Labels, not naming schemes
Snapshots get auto-generated IDs. Labels like personal or databases represent what you’re backing up and group snapshots for retention, filtering, and restore — without requiring unique names or opaque hashes.
vger list -S databases --last 5
vger restore --source personal latest
Encryption by default
Encryption is always on. V’Ger auto-selects AES-256-GCM or ChaCha20-Poly1305 based on hardware support. Chunk IDs use keyed hashing to prevent content fingerprinting against the repository.
The repository is untrusted
All data is encrypted and authenticated before it leaves the client. The optional REST server enforces append-only access and quotas, so even a compromised client cannot delete historical backups.
Browse without dependencies
vger mount starts a built-in WebDAV server and web interface. Browse and restore snapshots from any browser or file manager — on any platform, in containers, with zero external dependencies.
Performance through Rust
No GIL bottleneck, no garbage collection pauses, predictable memory usage. FastCDC chunking, parallel compression, and streaming uploads keep the pipeline saturated. Built-in rate limiting for CPU, disk I/O, and network lets V’Ger run during business hours.

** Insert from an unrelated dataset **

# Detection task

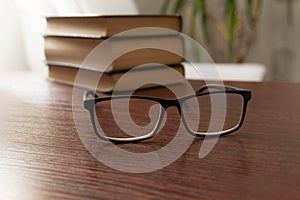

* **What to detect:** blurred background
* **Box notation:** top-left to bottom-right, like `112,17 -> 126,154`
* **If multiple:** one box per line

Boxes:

Discoverability in the CLI
Common operations are short top-level commands. Everything targeting a specific snapshot lives under vger snapshot. Flags are consistent everywhere: -R is always a repository, -S is always a source label.
vger backup
vger list
vger snapshot find -name "*.xlsx"
vger snapshot diff a3f7c2 b8d4e1
No lock-in
The repository format is documented, the source is open under GPL-3.0 license, and the REST server is optional. The config is plain YAML with no proprietary syntax.
Architecture
Technical reference for vger’s cryptographic, chunking, compression, and storage design decisions.
Cryptography
Encryption
AEAD with 12-byte random nonces (AES-256-GCM or ChaCha20-Poly1305).
Rationale:
- Authenticated encryption with modern, audited constructions
automode benchmarksAES-256-GCMvsChaCha20-Poly1305at init and stores one concrete mode per repo- Strong performance across mixed CPU capabilities (AES acceleration and non-AES acceleration)
- 32-byte symmetric keys (simpler key management than split-key schemes)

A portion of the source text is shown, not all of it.